A very cool project would be to extend this and try a few policy gradient methods. You could even go ahead an compare it with the value iteration one you just tried (DQN). I did a while ago a tutorial comparing different methods for a simple environment but yours is indeed much cooler.
I just released https://github.com/TensorSwarm/TensorSwarm which allows you to over 100 robots at the same time. At the moment Proximal Policy Optimization is used as it seems to provide the best results.
The backend is a ROS service so you should be able to adopt your robots pretty easily. I’d be also glad to provide you with some support.
I’m studying on using reincorcement learning for turtlebot3. And I tried various reinfocement algorithm with gym-gazebo. Next step try on real turtlebot3 not simulation. Have you tried it on a real Turtlebot3?
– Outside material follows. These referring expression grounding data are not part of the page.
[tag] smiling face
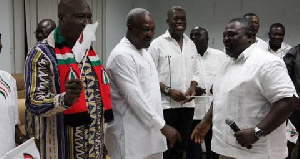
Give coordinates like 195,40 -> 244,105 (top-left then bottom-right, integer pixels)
223,21 -> 252,58
269,26 -> 285,50
167,8 -> 186,37
128,13 -> 155,50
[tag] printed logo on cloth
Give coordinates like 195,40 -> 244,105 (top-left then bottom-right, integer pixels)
0,76 -> 11,99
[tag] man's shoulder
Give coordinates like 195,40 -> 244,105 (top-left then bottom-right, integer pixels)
251,47 -> 282,64
0,70 -> 15,84
207,47 -> 224,54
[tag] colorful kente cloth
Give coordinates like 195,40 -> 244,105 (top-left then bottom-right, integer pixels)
25,31 -> 105,159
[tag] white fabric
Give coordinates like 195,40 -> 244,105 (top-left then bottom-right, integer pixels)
194,48 -> 227,120
72,21 -> 98,63
211,43 -> 297,159
286,120 -> 298,144
105,38 -> 167,159
255,37 -> 267,50
148,30 -> 202,109
261,40 -> 292,59
0,70 -> 19,157
143,152 -> 163,159
1,138 -> 40,159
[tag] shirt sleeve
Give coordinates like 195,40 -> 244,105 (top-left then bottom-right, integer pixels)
148,42 -> 160,69
108,55 -> 165,131
25,47 -> 67,117
192,46 -> 202,84
260,59 -> 297,104
11,77 -> 19,125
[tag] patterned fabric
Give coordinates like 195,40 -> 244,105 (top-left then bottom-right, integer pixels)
25,39 -> 104,159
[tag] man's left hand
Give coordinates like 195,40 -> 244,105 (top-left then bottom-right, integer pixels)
182,87 -> 196,104
234,128 -> 258,147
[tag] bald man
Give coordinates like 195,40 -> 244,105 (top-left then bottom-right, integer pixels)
25,0 -> 111,158
35,19 -> 56,42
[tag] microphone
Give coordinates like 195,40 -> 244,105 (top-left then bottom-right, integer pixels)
225,117 -> 252,149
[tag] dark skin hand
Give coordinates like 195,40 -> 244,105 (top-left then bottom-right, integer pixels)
15,125 -> 27,145
161,124 -> 182,148
182,81 -> 198,104
64,79 -> 83,106
169,89 -> 187,102
191,105 -> 213,143
234,96 -> 298,148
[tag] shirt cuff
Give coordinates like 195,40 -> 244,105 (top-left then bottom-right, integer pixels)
54,92 -> 69,109
151,116 -> 166,131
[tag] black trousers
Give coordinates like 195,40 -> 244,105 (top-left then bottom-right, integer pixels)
186,120 -> 219,159
163,108 -> 194,159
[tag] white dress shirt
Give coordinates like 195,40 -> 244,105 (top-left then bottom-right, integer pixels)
194,48 -> 227,120
211,43 -> 297,159
148,30 -> 201,109
105,38 -> 167,159
261,40 -> 292,59
0,70 -> 19,157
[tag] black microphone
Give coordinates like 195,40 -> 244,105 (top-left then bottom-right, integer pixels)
225,118 -> 252,149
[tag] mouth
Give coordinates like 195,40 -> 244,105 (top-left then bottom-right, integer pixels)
176,25 -> 185,31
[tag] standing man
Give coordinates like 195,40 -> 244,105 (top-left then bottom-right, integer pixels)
243,13 -> 266,48
186,27 -> 226,159
105,8 -> 181,159
192,18 -> 298,159
148,6 -> 201,159
263,23 -> 291,58
284,44 -> 300,159
25,0 -> 111,158
0,33 -> 25,157
35,19 -> 56,42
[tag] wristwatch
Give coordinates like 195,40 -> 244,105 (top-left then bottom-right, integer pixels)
164,86 -> 171,95
254,127 -> 264,139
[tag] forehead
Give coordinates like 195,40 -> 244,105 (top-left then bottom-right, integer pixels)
270,27 -> 284,33
225,21 -> 245,32
65,2 -> 91,14
246,16 -> 259,22
170,9 -> 186,17
137,14 -> 154,26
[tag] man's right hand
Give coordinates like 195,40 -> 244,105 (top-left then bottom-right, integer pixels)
161,124 -> 182,148
191,120 -> 211,144
64,79 -> 82,106
169,89 -> 187,102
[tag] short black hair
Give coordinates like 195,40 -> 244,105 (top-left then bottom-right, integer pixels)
167,6 -> 185,20
269,23 -> 285,32
192,26 -> 208,39
243,13 -> 258,18
229,18 -> 254,35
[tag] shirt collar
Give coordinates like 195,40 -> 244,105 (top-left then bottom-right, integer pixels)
162,30 -> 188,41
234,43 -> 257,62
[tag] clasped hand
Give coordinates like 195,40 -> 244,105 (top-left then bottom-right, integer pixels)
64,79 -> 83,106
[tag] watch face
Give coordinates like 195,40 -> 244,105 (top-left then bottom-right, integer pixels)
255,128 -> 264,138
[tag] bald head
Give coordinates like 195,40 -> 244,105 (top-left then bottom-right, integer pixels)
35,19 -> 56,41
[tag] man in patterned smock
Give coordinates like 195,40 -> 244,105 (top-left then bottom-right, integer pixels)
24,0 -> 112,158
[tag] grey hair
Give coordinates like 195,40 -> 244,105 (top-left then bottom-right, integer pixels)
127,8 -> 150,27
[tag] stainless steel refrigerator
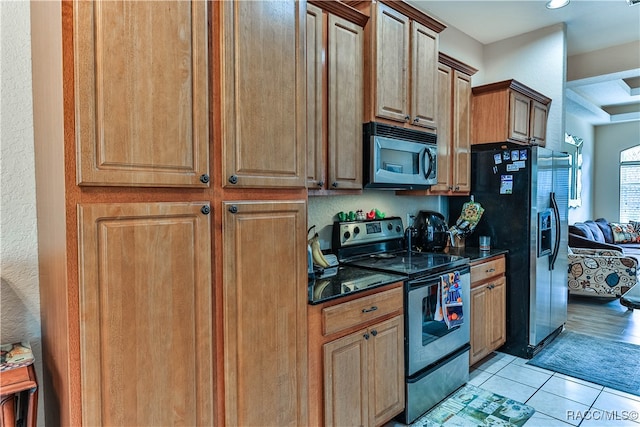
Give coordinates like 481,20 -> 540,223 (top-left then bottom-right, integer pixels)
449,143 -> 570,358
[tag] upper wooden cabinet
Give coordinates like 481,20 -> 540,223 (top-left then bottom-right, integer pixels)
220,1 -> 306,188
472,80 -> 551,147
307,1 -> 367,192
77,202 -> 213,425
429,54 -> 477,195
355,1 -> 445,131
74,1 -> 209,187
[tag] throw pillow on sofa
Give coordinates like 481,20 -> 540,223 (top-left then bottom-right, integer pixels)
584,220 -> 606,243
570,223 -> 595,240
609,222 -> 640,243
595,218 -> 615,244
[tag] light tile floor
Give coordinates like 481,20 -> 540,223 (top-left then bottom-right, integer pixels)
470,351 -> 640,426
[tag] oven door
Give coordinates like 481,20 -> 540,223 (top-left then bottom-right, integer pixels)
406,267 -> 470,376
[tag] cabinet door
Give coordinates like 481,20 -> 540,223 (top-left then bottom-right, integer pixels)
488,277 -> 507,350
369,316 -> 405,427
74,1 -> 209,187
307,3 -> 325,189
221,1 -> 306,188
430,63 -> 452,193
470,285 -> 489,365
410,21 -> 438,130
328,15 -> 364,190
509,91 -> 531,144
77,202 -> 213,425
530,101 -> 548,147
324,330 -> 369,427
374,3 -> 410,123
223,201 -> 308,426
452,70 -> 472,193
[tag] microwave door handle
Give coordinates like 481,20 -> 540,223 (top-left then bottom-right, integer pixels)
423,149 -> 434,179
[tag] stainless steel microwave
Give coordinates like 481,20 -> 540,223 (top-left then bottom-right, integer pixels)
363,122 -> 438,189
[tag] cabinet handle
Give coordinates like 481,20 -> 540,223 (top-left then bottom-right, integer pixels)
363,333 -> 370,340
413,117 -> 420,123
454,186 -> 460,191
228,205 -> 238,214
487,284 -> 495,290
405,115 -> 411,121
486,268 -> 495,273
317,181 -> 324,187
200,205 -> 211,215
371,329 -> 378,337
228,175 -> 238,184
331,182 -> 338,188
200,174 -> 210,184
448,186 -> 453,190
362,306 -> 378,313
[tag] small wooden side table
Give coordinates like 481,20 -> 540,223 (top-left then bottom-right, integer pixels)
0,364 -> 38,427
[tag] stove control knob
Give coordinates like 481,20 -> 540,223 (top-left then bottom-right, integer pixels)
396,225 -> 402,233
387,223 -> 393,230
353,226 -> 360,235
343,231 -> 351,240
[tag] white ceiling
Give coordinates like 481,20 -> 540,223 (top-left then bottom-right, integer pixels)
407,0 -> 640,125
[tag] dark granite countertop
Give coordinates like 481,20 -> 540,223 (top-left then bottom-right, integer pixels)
446,247 -> 509,262
308,266 -> 406,305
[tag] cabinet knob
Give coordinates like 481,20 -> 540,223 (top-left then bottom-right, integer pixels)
200,174 -> 210,184
371,329 -> 378,337
363,333 -> 370,340
404,115 -> 410,121
228,175 -> 238,184
331,182 -> 338,188
454,186 -> 460,191
449,186 -> 453,190
200,205 -> 211,215
228,205 -> 238,214
317,181 -> 324,187
413,117 -> 420,123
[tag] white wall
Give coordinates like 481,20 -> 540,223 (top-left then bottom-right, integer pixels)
0,1 -> 45,425
565,112 -> 594,223
594,121 -> 640,221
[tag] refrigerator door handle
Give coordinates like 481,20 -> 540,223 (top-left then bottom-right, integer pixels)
549,191 -> 561,271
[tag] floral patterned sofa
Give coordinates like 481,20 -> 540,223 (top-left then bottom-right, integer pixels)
567,247 -> 638,297
569,218 -> 640,262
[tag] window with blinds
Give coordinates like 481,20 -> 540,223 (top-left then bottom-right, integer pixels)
620,145 -> 640,222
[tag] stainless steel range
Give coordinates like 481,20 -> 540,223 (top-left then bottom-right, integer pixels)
333,217 -> 471,424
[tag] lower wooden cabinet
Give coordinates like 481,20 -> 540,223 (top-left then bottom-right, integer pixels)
222,200 -> 308,426
470,255 -> 507,366
309,284 -> 404,427
324,315 -> 404,427
77,202 -> 214,425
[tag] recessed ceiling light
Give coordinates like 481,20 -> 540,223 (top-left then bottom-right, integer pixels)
546,0 -> 570,9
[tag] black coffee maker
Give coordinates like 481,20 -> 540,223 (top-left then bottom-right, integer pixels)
412,210 -> 449,252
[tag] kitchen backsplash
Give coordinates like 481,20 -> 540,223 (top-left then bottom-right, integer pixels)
308,192 -> 447,251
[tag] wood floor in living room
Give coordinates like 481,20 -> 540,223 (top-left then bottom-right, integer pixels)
566,294 -> 640,345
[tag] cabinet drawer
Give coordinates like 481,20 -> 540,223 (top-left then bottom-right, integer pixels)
322,287 -> 403,336
471,256 -> 505,286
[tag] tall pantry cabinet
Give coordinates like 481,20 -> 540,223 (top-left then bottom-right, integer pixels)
31,1 -> 307,426
217,1 -> 308,426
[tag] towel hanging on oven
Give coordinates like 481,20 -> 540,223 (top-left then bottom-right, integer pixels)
439,271 -> 464,329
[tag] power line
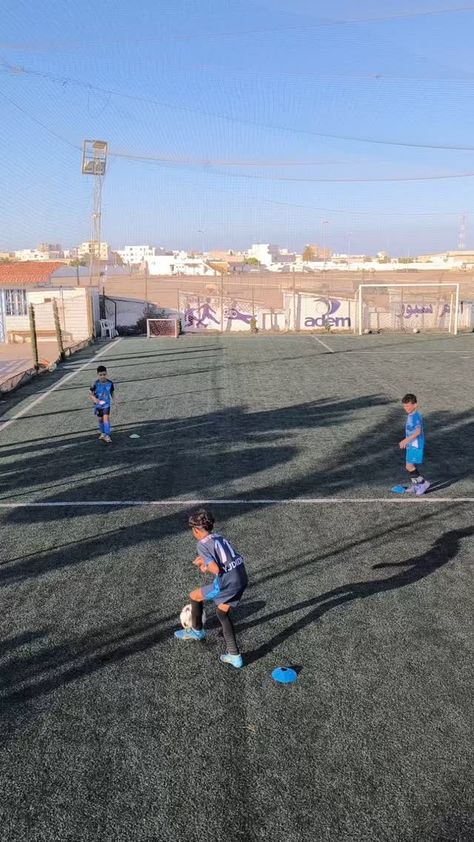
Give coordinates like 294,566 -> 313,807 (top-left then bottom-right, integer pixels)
0,78 -> 469,221
111,152 -> 474,183
3,81 -> 474,185
0,87 -> 80,151
103,150 -> 345,167
4,60 -> 474,152
0,6 -> 473,51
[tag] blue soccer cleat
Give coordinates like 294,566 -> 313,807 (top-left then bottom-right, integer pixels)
220,653 -> 244,669
174,628 -> 206,641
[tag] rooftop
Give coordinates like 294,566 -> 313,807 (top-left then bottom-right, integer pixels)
0,261 -> 64,286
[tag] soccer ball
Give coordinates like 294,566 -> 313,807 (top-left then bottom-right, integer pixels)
412,328 -> 420,334
180,603 -> 206,630
363,328 -> 371,335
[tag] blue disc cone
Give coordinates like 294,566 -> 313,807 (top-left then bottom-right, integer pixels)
272,667 -> 298,684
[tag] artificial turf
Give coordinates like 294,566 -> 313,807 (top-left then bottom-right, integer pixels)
0,334 -> 473,841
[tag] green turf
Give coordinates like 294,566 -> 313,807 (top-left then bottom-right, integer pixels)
0,334 -> 473,841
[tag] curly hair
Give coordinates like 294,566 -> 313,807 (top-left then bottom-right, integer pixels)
188,508 -> 215,532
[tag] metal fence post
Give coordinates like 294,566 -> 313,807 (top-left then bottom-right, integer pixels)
52,299 -> 65,359
28,304 -> 40,371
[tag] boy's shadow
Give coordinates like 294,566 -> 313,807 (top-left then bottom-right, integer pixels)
242,526 -> 473,666
206,600 -> 266,633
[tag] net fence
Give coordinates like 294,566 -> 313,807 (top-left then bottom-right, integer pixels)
358,284 -> 462,334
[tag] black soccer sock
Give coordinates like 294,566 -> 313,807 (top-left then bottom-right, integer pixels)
408,467 -> 424,483
216,608 -> 239,655
191,599 -> 203,631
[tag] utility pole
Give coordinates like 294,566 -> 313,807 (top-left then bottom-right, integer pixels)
144,261 -> 149,312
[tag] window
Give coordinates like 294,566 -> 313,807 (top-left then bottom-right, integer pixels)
5,289 -> 28,316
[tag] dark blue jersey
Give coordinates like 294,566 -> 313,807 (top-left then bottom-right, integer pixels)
197,533 -> 248,600
90,378 -> 114,409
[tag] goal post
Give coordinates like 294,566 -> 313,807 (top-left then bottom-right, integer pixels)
356,283 -> 460,335
146,318 -> 180,338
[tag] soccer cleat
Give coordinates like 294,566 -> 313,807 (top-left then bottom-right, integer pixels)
103,435 -> 112,444
220,653 -> 244,669
405,484 -> 417,493
415,480 -> 431,496
98,433 -> 106,441
174,628 -> 206,641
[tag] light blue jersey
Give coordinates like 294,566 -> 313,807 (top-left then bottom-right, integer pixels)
405,410 -> 424,463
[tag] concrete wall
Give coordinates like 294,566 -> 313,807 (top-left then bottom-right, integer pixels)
5,287 -> 97,344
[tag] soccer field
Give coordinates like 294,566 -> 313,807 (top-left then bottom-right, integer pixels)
0,333 -> 473,842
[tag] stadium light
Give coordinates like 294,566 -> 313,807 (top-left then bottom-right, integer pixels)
81,140 -> 108,288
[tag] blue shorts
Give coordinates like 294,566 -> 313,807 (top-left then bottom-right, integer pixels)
94,405 -> 111,418
406,445 -> 423,465
200,582 -> 246,609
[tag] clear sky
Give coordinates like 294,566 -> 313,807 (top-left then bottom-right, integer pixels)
2,0 -> 474,254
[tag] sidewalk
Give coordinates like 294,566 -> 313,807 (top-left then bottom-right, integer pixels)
0,340 -> 61,389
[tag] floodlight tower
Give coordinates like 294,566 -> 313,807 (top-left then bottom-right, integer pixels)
81,140 -> 108,286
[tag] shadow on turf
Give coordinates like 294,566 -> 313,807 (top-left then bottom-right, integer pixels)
1,396 -> 473,586
0,393 -> 393,493
242,525 -> 474,666
0,601 -> 265,707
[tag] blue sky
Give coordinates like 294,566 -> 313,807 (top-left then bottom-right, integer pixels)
1,0 -> 474,254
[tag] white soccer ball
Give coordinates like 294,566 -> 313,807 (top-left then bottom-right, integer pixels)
363,328 -> 371,335
180,603 -> 206,630
412,327 -> 420,334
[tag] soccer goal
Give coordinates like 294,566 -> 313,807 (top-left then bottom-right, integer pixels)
356,283 -> 460,335
146,318 -> 180,338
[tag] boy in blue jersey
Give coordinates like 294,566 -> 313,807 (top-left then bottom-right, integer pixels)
175,509 -> 248,669
89,365 -> 114,443
399,393 -> 430,495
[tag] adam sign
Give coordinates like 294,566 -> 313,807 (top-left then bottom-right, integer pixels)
299,295 -> 353,329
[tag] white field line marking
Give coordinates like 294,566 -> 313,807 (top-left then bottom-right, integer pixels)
0,497 -> 473,507
0,338 -> 121,435
312,336 -> 334,353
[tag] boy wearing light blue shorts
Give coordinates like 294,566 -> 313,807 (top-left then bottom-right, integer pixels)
399,393 -> 430,495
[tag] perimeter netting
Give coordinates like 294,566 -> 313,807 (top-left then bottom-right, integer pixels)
146,318 -> 180,338
357,284 -> 460,334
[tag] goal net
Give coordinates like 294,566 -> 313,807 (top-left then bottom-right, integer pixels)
146,318 -> 179,338
357,283 -> 460,335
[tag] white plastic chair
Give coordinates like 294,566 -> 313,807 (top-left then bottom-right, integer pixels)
100,319 -> 118,338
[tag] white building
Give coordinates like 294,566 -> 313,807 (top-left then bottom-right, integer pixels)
77,241 -> 109,261
117,245 -> 157,265
146,253 -> 217,276
173,258 -> 218,276
15,249 -> 52,262
146,254 -> 175,275
247,244 -> 273,267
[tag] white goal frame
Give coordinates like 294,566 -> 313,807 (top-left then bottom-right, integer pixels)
146,318 -> 179,338
357,283 -> 460,336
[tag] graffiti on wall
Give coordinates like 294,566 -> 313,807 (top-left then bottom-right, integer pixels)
182,296 -> 256,331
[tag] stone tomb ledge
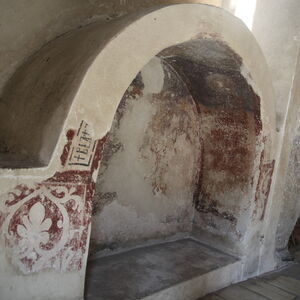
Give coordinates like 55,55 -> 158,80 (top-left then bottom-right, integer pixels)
85,238 -> 241,299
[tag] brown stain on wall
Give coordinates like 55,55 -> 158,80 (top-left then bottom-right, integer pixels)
60,129 -> 76,166
254,150 -> 275,220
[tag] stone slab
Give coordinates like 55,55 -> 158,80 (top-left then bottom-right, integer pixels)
85,238 -> 240,300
Hello @Ozdenur_Ucar, glad to hear you’ve been using gym-gazebo. We are about to release a few additional algorithms so in case you’re interested, I’d suggest to stay tuned for them!
Hi everyone
I am currently training turtle bot 3 using DQN from ROBOTIS.com. I will later do real- world simulation. My current simulation on gazebo shows a lot of collision for the turtlebot. Is there anywhere I could reduce the collisions? Or do I have to use a different optimizer?